Через пару дней я уехала на очередной фестиваль. График там был сумасшедший. Я работала по пятнадцать часов в сутки в течение десяти дней и даже не успевала позвонить домой – сил хватало только для того, чтобы доползти до кровати в гостинице.

И когда, наконец, этот фестиваль закончился, я созвонилась с мамой. И она сказала мне со слезами в голосе ошарашивающую новость. Девять дней назад Мишкина девушка погибла в автокатастрофе. Мотоцикл влетел под КамАЗ. Шансов выжить у неё не было.

После её смерти Мишка ушёл в себя. Он приходил с футбольных тренировок и часами сидел, закрывшись в своей комнате.

У нас резко испортились отношения. Я пыталась звать его в наши любимые места, – кинотеатр, стадион, детская площадка под окном – но он отнекивался. Я перестала понимать его, он перестал понимать меня. Мы потеряли ту нить, что связывала нас когда-то. Мы ссорились. Кричали. Потом мирились. Но уже словно не были братом и сестрой.

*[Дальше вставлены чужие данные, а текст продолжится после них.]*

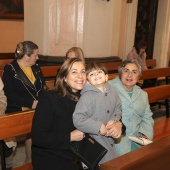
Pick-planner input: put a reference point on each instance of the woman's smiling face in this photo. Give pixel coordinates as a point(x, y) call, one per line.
point(76, 77)
point(130, 76)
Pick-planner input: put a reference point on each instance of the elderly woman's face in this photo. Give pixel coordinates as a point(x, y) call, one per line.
point(130, 76)
point(76, 77)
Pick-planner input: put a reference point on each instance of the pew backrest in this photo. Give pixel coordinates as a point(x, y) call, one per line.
point(158, 93)
point(12, 125)
point(150, 74)
point(50, 71)
point(153, 156)
point(15, 124)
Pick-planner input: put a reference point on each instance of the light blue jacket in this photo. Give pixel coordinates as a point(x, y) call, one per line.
point(136, 115)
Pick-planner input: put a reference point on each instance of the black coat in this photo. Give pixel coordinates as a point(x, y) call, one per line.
point(52, 124)
point(19, 90)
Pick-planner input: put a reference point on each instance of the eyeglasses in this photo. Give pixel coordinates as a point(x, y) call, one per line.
point(94, 73)
point(127, 71)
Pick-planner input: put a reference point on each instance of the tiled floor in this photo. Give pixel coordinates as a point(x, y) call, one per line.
point(19, 156)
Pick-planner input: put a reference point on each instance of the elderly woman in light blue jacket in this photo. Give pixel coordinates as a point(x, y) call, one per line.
point(136, 113)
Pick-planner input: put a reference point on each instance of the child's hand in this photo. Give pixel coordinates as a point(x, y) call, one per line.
point(103, 130)
point(114, 129)
point(110, 122)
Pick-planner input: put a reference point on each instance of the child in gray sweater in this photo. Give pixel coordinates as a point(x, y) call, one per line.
point(98, 110)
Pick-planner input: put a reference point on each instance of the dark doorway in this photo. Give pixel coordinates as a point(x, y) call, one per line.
point(146, 23)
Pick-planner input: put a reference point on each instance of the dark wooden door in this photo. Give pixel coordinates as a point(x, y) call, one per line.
point(146, 23)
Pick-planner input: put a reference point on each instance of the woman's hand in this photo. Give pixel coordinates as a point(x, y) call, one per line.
point(34, 105)
point(114, 129)
point(76, 135)
point(103, 130)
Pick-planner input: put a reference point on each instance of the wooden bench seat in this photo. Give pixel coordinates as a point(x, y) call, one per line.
point(150, 74)
point(51, 71)
point(154, 156)
point(12, 125)
point(158, 93)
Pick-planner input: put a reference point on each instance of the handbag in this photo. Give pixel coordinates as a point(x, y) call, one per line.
point(89, 151)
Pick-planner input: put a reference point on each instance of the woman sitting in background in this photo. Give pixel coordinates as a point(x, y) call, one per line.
point(23, 82)
point(136, 113)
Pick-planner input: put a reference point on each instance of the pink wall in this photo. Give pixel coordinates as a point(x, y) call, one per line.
point(11, 32)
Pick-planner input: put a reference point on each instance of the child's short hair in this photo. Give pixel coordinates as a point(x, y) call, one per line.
point(95, 66)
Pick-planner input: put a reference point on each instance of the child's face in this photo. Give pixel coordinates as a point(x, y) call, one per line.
point(97, 78)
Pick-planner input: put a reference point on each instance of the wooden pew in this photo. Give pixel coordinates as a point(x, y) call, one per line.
point(50, 71)
point(21, 122)
point(154, 156)
point(16, 124)
point(150, 74)
point(113, 66)
point(158, 93)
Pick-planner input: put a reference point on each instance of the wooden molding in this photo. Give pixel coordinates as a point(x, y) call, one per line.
point(129, 1)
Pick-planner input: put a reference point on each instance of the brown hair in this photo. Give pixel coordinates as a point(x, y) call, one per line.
point(61, 87)
point(25, 47)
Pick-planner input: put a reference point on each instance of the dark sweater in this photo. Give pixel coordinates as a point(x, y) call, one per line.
point(20, 92)
point(52, 124)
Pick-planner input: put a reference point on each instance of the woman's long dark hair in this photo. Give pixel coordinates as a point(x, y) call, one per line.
point(61, 87)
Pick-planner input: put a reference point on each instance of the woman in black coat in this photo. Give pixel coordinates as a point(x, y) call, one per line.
point(23, 82)
point(52, 128)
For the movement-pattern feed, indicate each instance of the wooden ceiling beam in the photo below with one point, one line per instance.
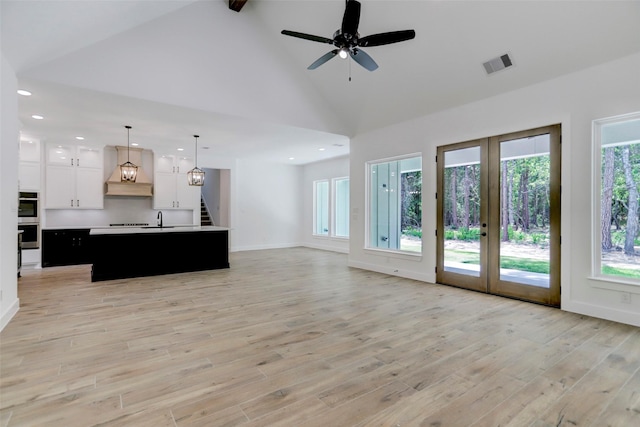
(236, 4)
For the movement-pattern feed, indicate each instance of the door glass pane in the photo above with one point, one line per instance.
(395, 211)
(461, 213)
(524, 210)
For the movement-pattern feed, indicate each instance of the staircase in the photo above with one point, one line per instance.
(205, 218)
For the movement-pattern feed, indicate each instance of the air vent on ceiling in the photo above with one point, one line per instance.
(497, 64)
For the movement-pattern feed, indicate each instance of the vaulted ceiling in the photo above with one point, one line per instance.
(174, 68)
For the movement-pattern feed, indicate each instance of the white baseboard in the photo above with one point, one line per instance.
(263, 247)
(8, 315)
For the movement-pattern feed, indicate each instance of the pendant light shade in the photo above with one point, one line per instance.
(128, 171)
(196, 176)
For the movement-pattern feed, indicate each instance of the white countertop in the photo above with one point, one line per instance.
(155, 229)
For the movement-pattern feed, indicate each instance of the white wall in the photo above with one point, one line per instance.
(328, 169)
(574, 100)
(266, 205)
(9, 146)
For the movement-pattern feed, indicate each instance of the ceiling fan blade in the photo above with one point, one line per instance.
(351, 18)
(307, 36)
(361, 57)
(324, 58)
(386, 38)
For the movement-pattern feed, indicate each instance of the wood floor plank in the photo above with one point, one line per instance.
(292, 337)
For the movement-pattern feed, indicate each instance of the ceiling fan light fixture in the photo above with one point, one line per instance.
(195, 176)
(128, 171)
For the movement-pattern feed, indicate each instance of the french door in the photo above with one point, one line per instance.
(498, 203)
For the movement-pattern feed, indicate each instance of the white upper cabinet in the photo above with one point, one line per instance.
(171, 190)
(74, 177)
(29, 166)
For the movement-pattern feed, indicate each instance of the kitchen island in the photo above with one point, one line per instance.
(118, 253)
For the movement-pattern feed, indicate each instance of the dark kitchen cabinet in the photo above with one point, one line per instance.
(68, 246)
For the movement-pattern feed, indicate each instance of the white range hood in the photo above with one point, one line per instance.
(143, 185)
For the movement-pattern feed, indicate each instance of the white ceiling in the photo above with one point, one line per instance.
(174, 68)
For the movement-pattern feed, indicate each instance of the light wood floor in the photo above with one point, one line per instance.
(294, 337)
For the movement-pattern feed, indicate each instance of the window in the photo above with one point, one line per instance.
(617, 186)
(395, 208)
(341, 207)
(321, 211)
(336, 202)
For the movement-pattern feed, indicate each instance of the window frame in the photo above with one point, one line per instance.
(369, 215)
(334, 202)
(315, 208)
(597, 148)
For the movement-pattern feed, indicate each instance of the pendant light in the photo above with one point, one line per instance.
(128, 171)
(196, 176)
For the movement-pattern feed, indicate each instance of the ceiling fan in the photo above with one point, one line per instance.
(348, 42)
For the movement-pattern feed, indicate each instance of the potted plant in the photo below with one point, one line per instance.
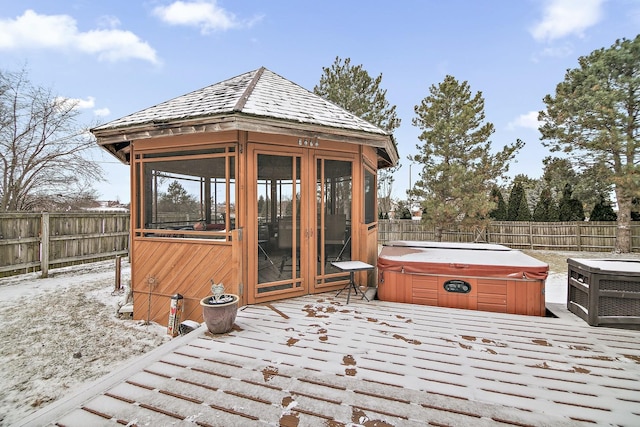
(219, 309)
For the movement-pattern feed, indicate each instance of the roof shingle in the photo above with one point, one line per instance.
(260, 93)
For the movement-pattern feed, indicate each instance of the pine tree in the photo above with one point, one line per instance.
(518, 210)
(546, 209)
(602, 211)
(500, 211)
(459, 167)
(570, 208)
(593, 116)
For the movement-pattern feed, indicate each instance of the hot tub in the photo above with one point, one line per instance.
(462, 275)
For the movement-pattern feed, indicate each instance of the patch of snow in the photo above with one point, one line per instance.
(62, 332)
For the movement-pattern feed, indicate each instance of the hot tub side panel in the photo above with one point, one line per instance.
(501, 295)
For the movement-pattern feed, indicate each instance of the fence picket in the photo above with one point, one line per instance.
(596, 236)
(39, 241)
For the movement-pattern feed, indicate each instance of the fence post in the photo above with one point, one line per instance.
(578, 236)
(44, 245)
(118, 286)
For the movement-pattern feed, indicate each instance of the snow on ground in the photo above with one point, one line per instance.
(61, 332)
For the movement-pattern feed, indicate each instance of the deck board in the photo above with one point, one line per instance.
(314, 360)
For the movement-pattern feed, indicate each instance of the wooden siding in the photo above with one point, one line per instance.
(161, 269)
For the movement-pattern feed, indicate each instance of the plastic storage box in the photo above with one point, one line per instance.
(604, 291)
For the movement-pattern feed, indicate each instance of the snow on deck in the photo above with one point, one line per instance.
(314, 360)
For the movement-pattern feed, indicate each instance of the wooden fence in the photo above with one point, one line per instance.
(39, 241)
(593, 236)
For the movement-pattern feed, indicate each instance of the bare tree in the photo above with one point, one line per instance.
(44, 156)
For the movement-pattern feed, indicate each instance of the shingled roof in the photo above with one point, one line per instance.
(256, 100)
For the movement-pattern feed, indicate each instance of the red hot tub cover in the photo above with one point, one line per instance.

Лёжа в кровати и глядя на отблески молнии, я больше всего на свете хотела  прийти в Мишкину комнату, прижаться к нему и просидеть вот так до рассвета, ни слова не говоря.
Но между нами была глухая стена. Гораздо крепче той, что разделяла наши комнаты в квартире.

*    *    *

Я спала всего час-полтора после рассвета. Когда я открыла глаза, тучи уже расступились перед яркими лучами солнца.

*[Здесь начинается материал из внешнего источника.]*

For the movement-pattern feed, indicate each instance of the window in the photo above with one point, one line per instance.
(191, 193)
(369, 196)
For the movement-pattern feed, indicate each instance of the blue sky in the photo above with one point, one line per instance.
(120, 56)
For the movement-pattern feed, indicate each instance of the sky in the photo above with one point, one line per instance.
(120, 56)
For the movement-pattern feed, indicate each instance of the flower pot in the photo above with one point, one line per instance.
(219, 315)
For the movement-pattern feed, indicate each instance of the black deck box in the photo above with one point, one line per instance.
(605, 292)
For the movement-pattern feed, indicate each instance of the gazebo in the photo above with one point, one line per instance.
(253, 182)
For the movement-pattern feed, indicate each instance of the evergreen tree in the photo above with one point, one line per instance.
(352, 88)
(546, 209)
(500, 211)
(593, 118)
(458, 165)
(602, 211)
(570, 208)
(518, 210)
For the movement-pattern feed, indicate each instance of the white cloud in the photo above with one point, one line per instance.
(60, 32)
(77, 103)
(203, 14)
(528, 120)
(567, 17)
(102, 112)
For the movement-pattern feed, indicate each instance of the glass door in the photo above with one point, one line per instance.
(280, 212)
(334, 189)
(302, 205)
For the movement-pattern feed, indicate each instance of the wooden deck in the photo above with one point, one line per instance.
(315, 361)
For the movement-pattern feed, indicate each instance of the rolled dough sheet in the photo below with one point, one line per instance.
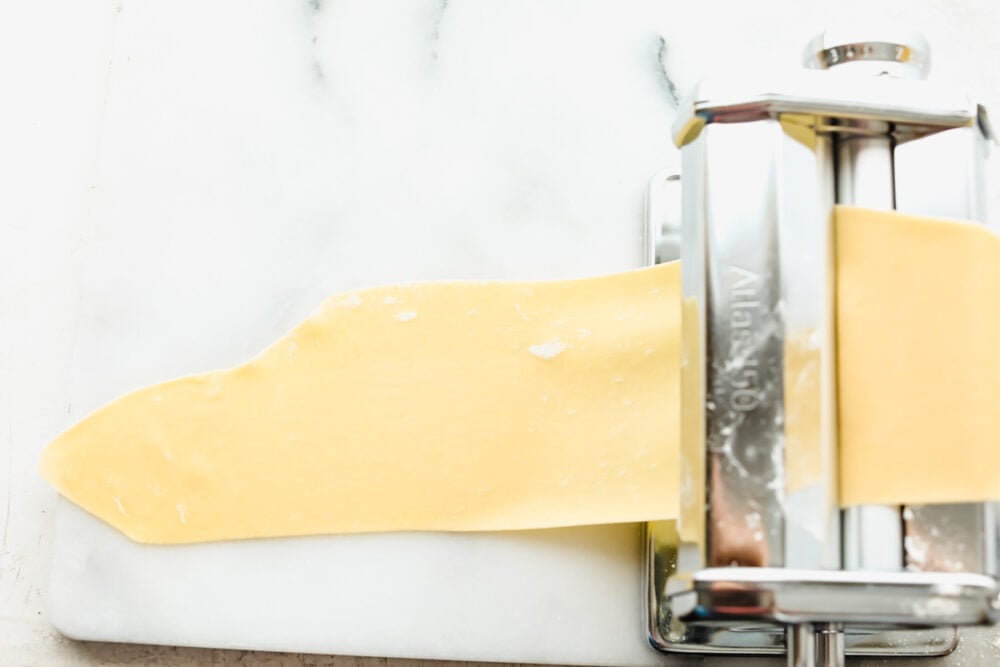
(441, 406)
(492, 406)
(918, 312)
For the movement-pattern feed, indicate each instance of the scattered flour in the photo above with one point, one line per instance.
(547, 350)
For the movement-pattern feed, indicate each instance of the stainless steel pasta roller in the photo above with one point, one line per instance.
(762, 559)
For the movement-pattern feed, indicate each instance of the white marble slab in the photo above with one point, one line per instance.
(257, 156)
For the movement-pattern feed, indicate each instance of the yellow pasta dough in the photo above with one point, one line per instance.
(447, 406)
(491, 406)
(918, 312)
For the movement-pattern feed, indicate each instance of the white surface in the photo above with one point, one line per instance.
(250, 158)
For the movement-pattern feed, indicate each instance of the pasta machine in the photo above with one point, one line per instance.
(760, 561)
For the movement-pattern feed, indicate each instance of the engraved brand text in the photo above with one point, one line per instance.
(744, 377)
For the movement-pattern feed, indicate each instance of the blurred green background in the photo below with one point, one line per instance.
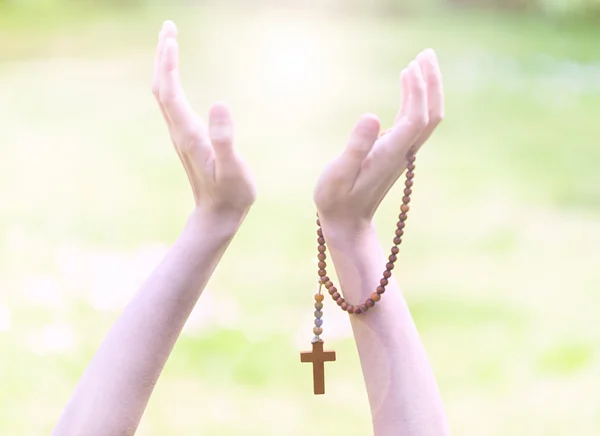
(500, 263)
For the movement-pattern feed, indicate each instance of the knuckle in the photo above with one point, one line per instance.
(436, 118)
(419, 120)
(191, 139)
(221, 136)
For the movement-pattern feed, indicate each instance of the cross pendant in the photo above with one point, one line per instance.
(318, 357)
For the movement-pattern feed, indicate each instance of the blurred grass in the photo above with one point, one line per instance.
(499, 265)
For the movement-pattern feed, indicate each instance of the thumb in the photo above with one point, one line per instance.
(221, 131)
(359, 145)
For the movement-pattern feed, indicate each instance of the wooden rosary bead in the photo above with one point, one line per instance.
(392, 258)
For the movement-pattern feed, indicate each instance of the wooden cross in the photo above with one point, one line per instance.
(318, 357)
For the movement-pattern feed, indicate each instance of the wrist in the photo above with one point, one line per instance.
(348, 235)
(217, 225)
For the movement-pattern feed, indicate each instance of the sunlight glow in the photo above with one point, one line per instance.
(292, 55)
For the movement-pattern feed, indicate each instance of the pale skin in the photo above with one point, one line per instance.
(402, 390)
(113, 393)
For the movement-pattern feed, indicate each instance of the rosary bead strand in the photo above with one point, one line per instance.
(375, 297)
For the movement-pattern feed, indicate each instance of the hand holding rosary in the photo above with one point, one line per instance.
(318, 356)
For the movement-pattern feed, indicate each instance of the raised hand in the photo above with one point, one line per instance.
(221, 181)
(351, 188)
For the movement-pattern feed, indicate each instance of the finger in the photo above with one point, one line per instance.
(390, 151)
(221, 132)
(157, 60)
(360, 143)
(168, 29)
(347, 166)
(404, 82)
(171, 93)
(417, 111)
(435, 93)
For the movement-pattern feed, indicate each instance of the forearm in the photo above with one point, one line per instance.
(400, 383)
(114, 391)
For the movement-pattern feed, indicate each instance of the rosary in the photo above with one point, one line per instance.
(318, 356)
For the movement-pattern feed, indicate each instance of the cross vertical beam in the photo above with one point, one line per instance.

Я встала, прошлась босиком по ковру и поняла, что дома сейчас опять не смогу остаться. Что бы там не говорил сержант Андрей Тимофеевич Смирнов, а мне нужно время.

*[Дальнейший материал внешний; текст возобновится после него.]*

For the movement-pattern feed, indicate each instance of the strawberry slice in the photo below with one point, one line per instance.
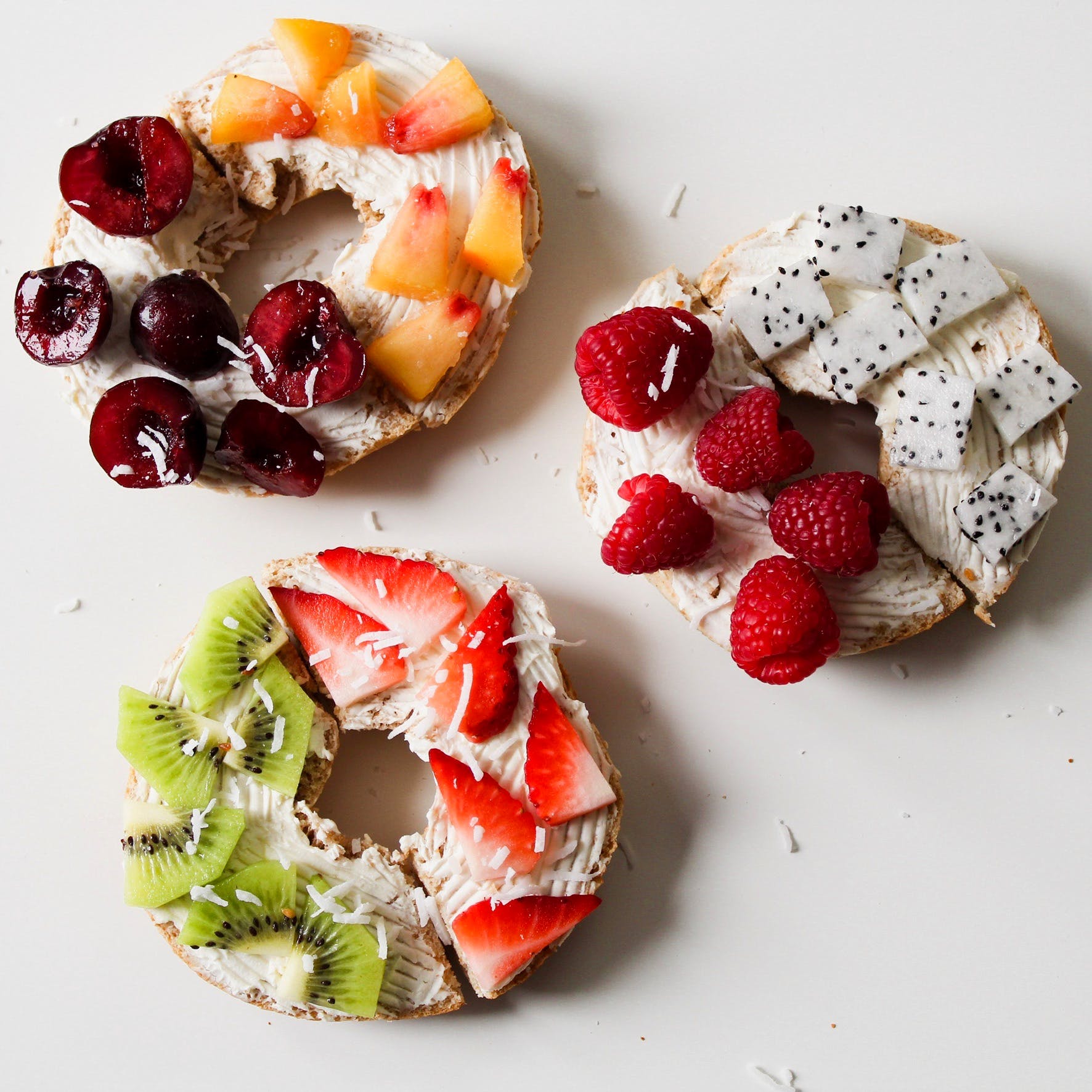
(476, 686)
(413, 598)
(497, 940)
(330, 632)
(564, 781)
(495, 831)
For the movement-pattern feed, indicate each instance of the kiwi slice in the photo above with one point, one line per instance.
(275, 724)
(158, 864)
(174, 749)
(333, 964)
(236, 634)
(259, 916)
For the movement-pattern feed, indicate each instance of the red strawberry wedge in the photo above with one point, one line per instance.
(561, 776)
(476, 686)
(498, 940)
(330, 632)
(494, 830)
(412, 598)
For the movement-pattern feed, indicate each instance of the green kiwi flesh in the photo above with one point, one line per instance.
(244, 925)
(158, 866)
(235, 635)
(174, 749)
(275, 723)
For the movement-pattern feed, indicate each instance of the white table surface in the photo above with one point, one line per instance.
(933, 931)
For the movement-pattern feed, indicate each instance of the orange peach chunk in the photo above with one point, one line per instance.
(412, 260)
(349, 113)
(418, 353)
(494, 243)
(448, 108)
(314, 52)
(248, 110)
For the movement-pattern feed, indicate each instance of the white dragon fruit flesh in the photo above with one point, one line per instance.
(996, 515)
(933, 420)
(857, 247)
(782, 311)
(947, 284)
(866, 342)
(1027, 389)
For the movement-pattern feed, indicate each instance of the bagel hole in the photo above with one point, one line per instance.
(303, 244)
(378, 788)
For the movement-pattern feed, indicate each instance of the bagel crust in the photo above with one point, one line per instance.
(237, 187)
(421, 980)
(927, 566)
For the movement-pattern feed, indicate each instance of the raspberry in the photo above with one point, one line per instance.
(833, 521)
(749, 442)
(783, 627)
(639, 366)
(664, 528)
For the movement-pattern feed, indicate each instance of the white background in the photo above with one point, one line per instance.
(937, 911)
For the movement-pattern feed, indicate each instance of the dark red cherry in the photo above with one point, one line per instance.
(303, 349)
(149, 433)
(131, 178)
(176, 322)
(63, 314)
(270, 448)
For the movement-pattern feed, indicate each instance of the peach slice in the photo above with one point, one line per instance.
(249, 110)
(413, 258)
(349, 110)
(494, 243)
(314, 52)
(417, 354)
(447, 110)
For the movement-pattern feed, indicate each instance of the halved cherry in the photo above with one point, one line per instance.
(131, 178)
(303, 349)
(270, 448)
(63, 314)
(149, 433)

Всё обдумать, всё понять, всё решить.

Я быстро написала записку: «На репетиции. Буду вечером», переоделась, взяла в руки любимую гитару и с надеждой пошла навстречу новому дню.

Я не знала, куда мне идти. Поэтому просто доверилась сердцу (что стала редко делать в последнее время) и... вышла к парку недалеко от дома.

Аллеи были пустыми. Только вдалеке взмахивал метлою одинокий дворник.

Я села на лавочку, залитую лучами восходящего солнца и мокрую от ночного дождя. У моих ног лежала ветка, беспомощно раскидав по земле листья.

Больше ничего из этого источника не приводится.